Background: Fibroblast growth factor receptor 3 (FGFR3) is a critical factor in mammalian growth and development. Several well-defined mutations in FGFR3 are associated with human disease. Achondroplasia (ACH) or dwarfism is an autosomal dominant disease associated with short stature. The most common causative mutations for ACH are c.1138G>A and c.1138G>C, which make up >90% of all cases. Thanatophoric dysplasia type 1 and 2 (TDI/TDII) are also caused by mutations in FGFR3 but are more severe and result in neonatal death. All reported cases of TDII are caused by a c.1948A>G mutation. These common mutations represent ideal gene therapy targets they are base editable using emerging CRISPR technology.
Aim: Generate cell models featuring ACH and TDII mutations using CRISPR/Cas9 editing.
Methods: CRISPR gene editing strategies were designed using CHOPCHOP v3 and Integrated DNA Technology systems. Oligonucleotides (Sigma-Aldrich) encoding for specific sgRNAs were subcloned into CRISPR plasmids (Addgene) and long oligos were made incorporating c.1138G>A and c.1948A>G mutations. Cell pools and stable lines were generated using HEK293T cells (CellBank Australia). Sequencing of constructs and gDNA was performed by AGRF and analysed using the ICE CRISPR Analysis Tool (Synthego).
Results: Expression plasmids with subcloned FGFR3-specific sgRNAs were confirmed by sequencing. Both dsDNA cutting and dual nickase vectors were produced. CRISPR constructs were introduced by lipofection and used to create cell pools. No-long-oligo controls demonstrated a lack of HDR. Approaches with high HDR rates were then used to generate clonal cell lines and also confirmed by sequencing. CRISPR-BE constructs for therapeutic repair were designed and subcloned in parallel.
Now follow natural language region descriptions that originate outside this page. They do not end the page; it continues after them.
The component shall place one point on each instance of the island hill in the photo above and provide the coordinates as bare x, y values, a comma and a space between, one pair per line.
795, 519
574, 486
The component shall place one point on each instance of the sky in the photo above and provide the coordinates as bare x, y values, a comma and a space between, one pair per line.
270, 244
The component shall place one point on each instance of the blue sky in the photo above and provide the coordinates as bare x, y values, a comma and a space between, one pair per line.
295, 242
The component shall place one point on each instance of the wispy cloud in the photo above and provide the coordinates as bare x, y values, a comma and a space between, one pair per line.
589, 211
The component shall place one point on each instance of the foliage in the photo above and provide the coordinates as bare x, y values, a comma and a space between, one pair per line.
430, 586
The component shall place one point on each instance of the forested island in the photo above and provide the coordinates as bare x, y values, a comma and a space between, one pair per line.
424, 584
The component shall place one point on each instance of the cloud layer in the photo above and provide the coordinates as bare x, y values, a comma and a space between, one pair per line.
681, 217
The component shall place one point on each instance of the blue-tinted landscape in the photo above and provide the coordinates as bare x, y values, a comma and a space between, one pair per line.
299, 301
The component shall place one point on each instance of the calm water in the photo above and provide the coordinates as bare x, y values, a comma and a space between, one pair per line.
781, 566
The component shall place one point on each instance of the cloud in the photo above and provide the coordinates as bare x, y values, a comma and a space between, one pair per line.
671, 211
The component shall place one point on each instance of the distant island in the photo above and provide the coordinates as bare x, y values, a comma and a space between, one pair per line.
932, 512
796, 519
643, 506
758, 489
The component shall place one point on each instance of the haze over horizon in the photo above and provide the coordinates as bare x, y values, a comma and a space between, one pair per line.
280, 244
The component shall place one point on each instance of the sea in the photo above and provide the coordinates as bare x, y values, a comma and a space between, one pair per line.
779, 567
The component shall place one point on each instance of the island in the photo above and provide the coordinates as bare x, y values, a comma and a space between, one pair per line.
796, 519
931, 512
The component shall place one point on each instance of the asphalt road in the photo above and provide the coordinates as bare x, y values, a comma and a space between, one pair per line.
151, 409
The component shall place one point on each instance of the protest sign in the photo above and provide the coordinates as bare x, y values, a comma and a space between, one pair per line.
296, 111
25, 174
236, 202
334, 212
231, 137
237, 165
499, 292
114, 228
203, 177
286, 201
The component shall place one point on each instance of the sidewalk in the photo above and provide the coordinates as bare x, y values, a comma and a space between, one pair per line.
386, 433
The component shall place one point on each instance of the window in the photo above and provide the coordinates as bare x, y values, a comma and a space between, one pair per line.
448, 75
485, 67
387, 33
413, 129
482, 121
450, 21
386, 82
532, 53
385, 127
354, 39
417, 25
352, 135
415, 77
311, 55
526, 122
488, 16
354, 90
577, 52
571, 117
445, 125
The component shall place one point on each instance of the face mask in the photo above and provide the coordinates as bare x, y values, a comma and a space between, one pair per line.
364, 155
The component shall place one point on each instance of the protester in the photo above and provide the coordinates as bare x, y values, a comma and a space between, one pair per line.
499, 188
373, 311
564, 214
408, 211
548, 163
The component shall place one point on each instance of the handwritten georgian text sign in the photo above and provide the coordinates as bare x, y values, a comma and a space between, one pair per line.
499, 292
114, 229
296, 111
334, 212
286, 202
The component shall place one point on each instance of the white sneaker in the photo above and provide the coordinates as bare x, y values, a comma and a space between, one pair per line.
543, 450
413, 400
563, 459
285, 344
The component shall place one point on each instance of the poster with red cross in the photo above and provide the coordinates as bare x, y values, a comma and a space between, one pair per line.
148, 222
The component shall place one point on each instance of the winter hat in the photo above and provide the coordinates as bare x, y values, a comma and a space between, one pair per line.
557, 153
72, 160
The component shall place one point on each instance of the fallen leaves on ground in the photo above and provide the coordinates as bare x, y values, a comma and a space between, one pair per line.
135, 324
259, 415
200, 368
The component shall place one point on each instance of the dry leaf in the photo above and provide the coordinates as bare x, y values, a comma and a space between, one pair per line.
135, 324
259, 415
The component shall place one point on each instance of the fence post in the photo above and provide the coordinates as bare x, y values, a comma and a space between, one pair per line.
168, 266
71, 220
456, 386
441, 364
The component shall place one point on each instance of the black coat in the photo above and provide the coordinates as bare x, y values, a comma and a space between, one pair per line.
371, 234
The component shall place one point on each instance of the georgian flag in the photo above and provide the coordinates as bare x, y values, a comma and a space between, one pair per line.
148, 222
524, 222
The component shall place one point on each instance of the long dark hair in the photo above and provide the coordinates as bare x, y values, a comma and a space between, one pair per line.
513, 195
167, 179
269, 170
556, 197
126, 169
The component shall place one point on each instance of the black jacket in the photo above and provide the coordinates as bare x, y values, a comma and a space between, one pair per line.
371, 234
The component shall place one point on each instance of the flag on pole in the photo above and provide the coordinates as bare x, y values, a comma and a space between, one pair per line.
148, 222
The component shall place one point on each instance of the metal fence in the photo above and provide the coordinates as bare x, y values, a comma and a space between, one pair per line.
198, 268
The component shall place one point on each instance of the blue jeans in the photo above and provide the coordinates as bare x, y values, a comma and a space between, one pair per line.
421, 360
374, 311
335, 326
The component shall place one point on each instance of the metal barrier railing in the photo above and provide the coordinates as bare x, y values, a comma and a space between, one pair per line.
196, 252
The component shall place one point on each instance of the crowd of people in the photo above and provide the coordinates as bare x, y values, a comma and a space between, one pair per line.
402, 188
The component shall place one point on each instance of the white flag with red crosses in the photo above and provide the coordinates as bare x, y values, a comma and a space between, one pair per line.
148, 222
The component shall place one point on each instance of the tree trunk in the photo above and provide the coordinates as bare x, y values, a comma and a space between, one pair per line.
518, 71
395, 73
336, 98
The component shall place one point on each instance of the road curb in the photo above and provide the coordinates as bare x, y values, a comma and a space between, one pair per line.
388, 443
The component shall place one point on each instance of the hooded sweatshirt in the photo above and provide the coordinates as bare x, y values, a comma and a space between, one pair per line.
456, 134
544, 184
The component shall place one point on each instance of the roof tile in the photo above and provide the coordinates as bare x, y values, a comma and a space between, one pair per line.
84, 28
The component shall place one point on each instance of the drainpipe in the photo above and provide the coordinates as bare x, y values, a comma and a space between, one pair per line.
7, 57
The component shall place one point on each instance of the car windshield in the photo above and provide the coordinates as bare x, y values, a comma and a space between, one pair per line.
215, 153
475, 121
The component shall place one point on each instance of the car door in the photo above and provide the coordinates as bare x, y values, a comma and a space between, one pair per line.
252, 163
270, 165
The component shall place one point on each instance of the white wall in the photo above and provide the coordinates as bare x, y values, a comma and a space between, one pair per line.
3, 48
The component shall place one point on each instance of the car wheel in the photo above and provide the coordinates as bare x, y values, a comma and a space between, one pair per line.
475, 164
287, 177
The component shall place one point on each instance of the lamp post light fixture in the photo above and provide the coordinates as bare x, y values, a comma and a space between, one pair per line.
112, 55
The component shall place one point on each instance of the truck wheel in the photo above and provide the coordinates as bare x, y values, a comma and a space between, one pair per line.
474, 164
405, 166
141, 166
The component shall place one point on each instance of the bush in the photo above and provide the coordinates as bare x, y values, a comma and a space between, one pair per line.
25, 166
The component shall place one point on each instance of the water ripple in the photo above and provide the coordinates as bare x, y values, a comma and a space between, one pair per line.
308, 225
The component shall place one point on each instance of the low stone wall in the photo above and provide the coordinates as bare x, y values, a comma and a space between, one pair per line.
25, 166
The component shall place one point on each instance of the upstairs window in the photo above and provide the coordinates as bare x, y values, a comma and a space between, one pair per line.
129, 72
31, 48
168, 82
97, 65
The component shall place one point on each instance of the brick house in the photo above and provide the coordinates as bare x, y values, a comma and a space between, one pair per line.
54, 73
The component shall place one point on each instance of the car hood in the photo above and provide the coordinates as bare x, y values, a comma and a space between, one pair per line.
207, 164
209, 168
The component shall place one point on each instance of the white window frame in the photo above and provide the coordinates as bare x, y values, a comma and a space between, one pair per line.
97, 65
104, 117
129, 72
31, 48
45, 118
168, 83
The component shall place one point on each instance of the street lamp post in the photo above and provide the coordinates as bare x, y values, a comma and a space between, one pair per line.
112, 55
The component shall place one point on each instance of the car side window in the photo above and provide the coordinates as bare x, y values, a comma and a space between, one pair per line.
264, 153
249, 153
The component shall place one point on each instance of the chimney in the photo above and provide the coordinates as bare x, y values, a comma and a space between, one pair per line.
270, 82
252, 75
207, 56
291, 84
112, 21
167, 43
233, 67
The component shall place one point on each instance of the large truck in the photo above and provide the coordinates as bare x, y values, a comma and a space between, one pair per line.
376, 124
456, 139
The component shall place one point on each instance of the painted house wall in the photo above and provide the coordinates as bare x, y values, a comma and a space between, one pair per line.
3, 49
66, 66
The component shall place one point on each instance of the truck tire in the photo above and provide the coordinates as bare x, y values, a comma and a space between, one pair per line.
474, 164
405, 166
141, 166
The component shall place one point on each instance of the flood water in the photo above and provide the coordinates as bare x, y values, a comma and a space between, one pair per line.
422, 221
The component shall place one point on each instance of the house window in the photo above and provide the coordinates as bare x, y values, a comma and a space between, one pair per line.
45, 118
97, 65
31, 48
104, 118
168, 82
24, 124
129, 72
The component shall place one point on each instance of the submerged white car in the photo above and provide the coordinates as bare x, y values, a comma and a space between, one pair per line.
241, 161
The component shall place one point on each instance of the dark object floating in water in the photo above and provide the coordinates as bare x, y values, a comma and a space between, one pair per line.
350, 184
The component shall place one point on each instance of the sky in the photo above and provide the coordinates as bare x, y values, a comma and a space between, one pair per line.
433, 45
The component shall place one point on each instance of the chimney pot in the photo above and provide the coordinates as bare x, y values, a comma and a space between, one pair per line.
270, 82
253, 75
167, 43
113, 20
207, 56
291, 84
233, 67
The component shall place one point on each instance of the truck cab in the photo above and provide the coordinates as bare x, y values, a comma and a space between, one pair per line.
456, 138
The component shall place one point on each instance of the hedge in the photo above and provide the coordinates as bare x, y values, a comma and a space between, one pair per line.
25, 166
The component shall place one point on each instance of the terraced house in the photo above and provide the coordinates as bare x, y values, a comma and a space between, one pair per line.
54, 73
Discussion: Generation of these cell lines is an important first step towards validating future gene therapy approaches. While plasmid delivery is not practicable as a gene therapy treatment, the CRISPR-BE methodology can be adapted using adeno-associated viral vector (AAV) delivery systems targeting musculoskeletal tissues available in-house.